Grande parte dos dados que permitem aos cientistas afirmar como era o clima há 800 mil anos vem das camadas de gelo do Ártico e da Antártida. Mas, a julgar pelas próprias perspectivas do Painel Intergovernamental de Mudanças Climáticas (IPCC), esse estoque de informações está cada vez mais ameaçado. Estatísticas publicadas ontem indicam que o derretimento nas regiões polares nunca foi tão acentuado.

"A média global de decrescimento da extensão do gelo no Oceano Ártico no período 1979-2012 foi muito provavelmente entre 3,5% e 4,1% por década, ou entre 450 mil e 510 mil quilômetros quadrados", diz o IPCC, referindo-se a uma área equivalente ao tamanho da Espanha, pouco inferior ao tamanho de Minas Gerais.

A reportagem é de Andrei Netto e publicada pelo joranl O Estado de S. Paulo, 28-09-2013.

Nos verões, a perda chega a entre 9,4% e 13,6% por década, ou entre 730 mil e 1,07 milhão de quilômetros quadrados - maior que o Egito, ou um pouco menor que o Pará. Nas geleiras da Antártida, a taxa ficou entre 1,2 e 1,8% por década, ou entre 130 mil e 200 mil quilômetros quadrados no mesmo período.

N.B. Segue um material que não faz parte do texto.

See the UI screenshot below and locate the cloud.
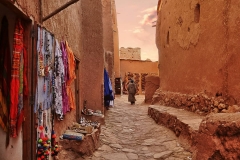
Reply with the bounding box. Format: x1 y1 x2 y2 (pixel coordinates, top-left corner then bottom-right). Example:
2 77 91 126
139 6 157 26
133 27 143 33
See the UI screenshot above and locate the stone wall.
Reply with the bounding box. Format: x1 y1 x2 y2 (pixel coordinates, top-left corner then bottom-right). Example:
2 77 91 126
156 0 240 103
145 75 159 103
120 47 141 60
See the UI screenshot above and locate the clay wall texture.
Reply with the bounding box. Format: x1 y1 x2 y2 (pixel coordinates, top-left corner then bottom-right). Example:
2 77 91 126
102 0 114 88
112 0 120 78
156 0 240 101
120 59 158 78
120 47 141 60
42 0 82 138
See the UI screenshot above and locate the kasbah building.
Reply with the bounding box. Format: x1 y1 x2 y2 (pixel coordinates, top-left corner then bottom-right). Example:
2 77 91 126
0 0 240 160
152 0 240 160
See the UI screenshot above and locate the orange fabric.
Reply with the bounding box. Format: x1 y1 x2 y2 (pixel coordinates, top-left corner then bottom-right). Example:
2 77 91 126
65 41 76 109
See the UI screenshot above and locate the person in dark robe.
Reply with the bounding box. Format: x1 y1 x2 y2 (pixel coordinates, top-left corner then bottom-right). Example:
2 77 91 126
127 79 137 105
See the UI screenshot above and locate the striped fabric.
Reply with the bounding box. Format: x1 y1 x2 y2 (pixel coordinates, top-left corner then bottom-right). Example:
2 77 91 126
10 20 23 137
0 16 11 132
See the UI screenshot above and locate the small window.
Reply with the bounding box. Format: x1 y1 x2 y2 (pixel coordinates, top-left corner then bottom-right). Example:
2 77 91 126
194 4 200 23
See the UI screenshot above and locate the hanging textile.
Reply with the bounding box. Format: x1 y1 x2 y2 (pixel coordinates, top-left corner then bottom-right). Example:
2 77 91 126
65 41 76 109
104 68 114 109
23 46 28 100
53 40 64 119
10 19 23 137
0 16 11 132
61 42 70 115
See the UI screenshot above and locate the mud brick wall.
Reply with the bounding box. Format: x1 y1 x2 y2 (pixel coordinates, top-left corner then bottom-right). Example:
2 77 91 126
152 89 240 115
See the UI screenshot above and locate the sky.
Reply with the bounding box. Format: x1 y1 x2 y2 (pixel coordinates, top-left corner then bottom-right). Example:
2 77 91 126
115 0 158 61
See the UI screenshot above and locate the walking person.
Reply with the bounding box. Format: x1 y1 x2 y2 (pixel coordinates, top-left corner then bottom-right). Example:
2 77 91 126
127 79 137 105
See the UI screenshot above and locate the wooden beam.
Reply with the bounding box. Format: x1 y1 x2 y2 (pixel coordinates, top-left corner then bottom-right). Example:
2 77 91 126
42 0 79 22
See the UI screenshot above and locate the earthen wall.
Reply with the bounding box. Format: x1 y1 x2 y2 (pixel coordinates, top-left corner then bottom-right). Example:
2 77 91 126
120 47 141 60
156 0 240 103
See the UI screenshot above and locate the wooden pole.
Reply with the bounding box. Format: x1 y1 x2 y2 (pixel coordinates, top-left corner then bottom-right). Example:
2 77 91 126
42 0 79 22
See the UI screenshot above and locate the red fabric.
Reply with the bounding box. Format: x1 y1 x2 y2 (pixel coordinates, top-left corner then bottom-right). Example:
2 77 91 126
10 20 23 137
23 47 28 99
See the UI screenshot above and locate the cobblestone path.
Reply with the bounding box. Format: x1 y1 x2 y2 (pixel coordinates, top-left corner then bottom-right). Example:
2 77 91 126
87 95 191 160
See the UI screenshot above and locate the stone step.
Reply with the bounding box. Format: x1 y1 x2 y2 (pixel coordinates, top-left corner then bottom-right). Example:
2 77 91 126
148 105 205 151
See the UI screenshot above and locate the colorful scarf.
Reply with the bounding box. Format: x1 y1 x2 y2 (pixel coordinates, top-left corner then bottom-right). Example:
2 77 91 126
65 41 76 109
0 16 11 132
10 20 23 137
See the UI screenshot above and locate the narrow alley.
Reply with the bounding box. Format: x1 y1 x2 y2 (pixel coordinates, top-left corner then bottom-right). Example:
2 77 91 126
59 95 191 160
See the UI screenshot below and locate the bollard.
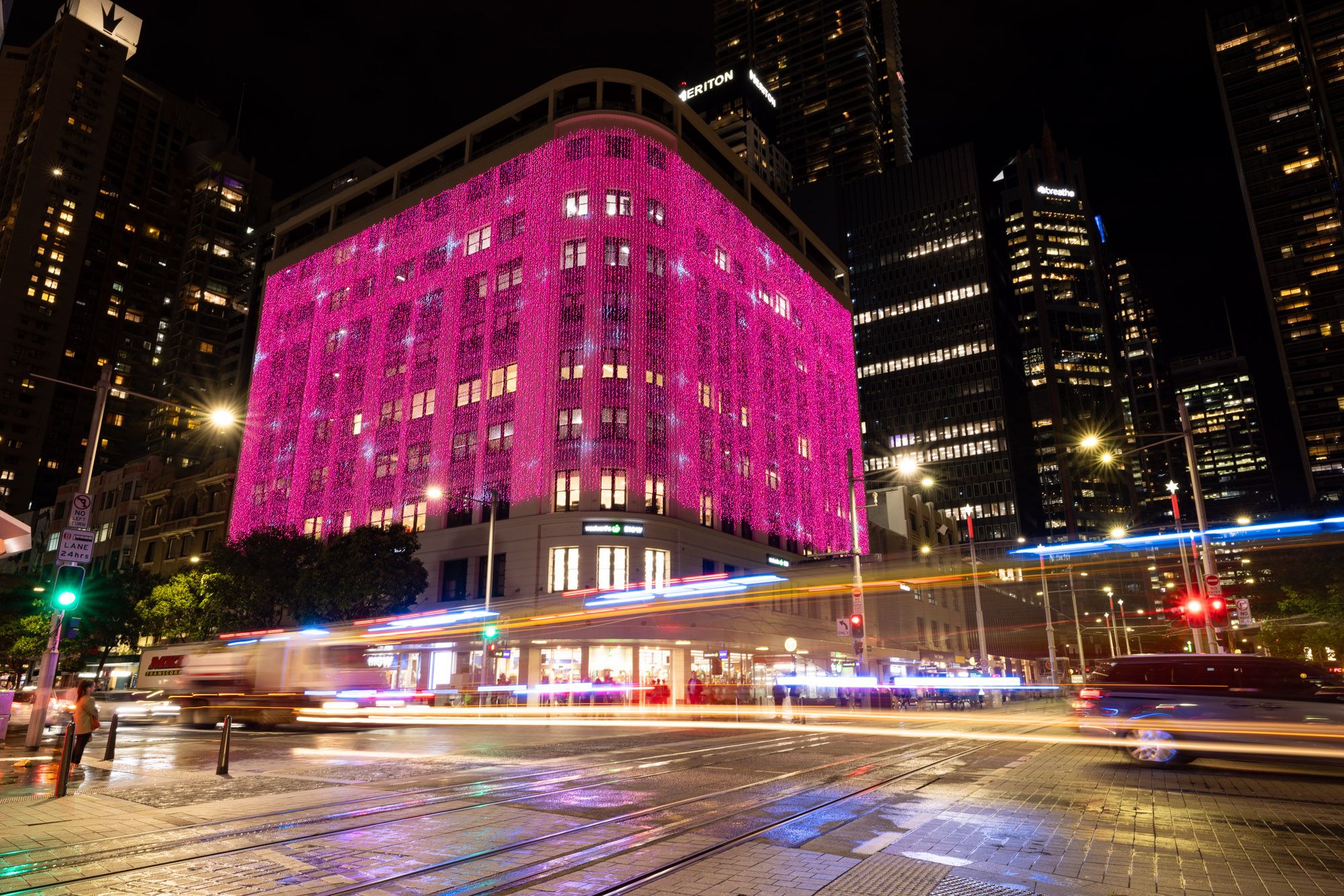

Nas geleiras do planeta, um total de 275 bilhões de toneladas de gelo "muito provavelmente" derreteram por ano entre 1993 e 2009. "Nas últimas duas décadas, a Groenlândia e as banquisas de gelo da Antártida vêm perdendo massa, geleiras continuam a derreter em todo o mundo, o gelo do oceano Ártico e a cobertura de neve na primavera do Hemisfério Norte continuaram a decrescer em extensão", adverte o IPCC.

Tamanho impacto é causado, claro, pelo aumento da temperatura da Terra, que se verifica com clareza nas regiões polares. "Há grande confiança de que as temperaturas do permafrost (solo que permanece sempre congelado) aumentaram na maioria das regiões, desde o início de 1980", reitera o IPCC. "O aquecimento observado foi de até 3°C em partes do norte do Alasca (do início de 1980 a meados da década de 2000) e de até 2°C em partes do norte da Rússia Europeia (1971-2010)."

A medição do impacto para as populações da região é um dos pontos nos quais o IPCC precisa avançar, segundo explicou Thomas Stocker, um dos dois coordenadores do relatório. "Sempre foi um objetivo ser relevante para pequenas comunidades locais, mas este ainda é um desafio", reconhece.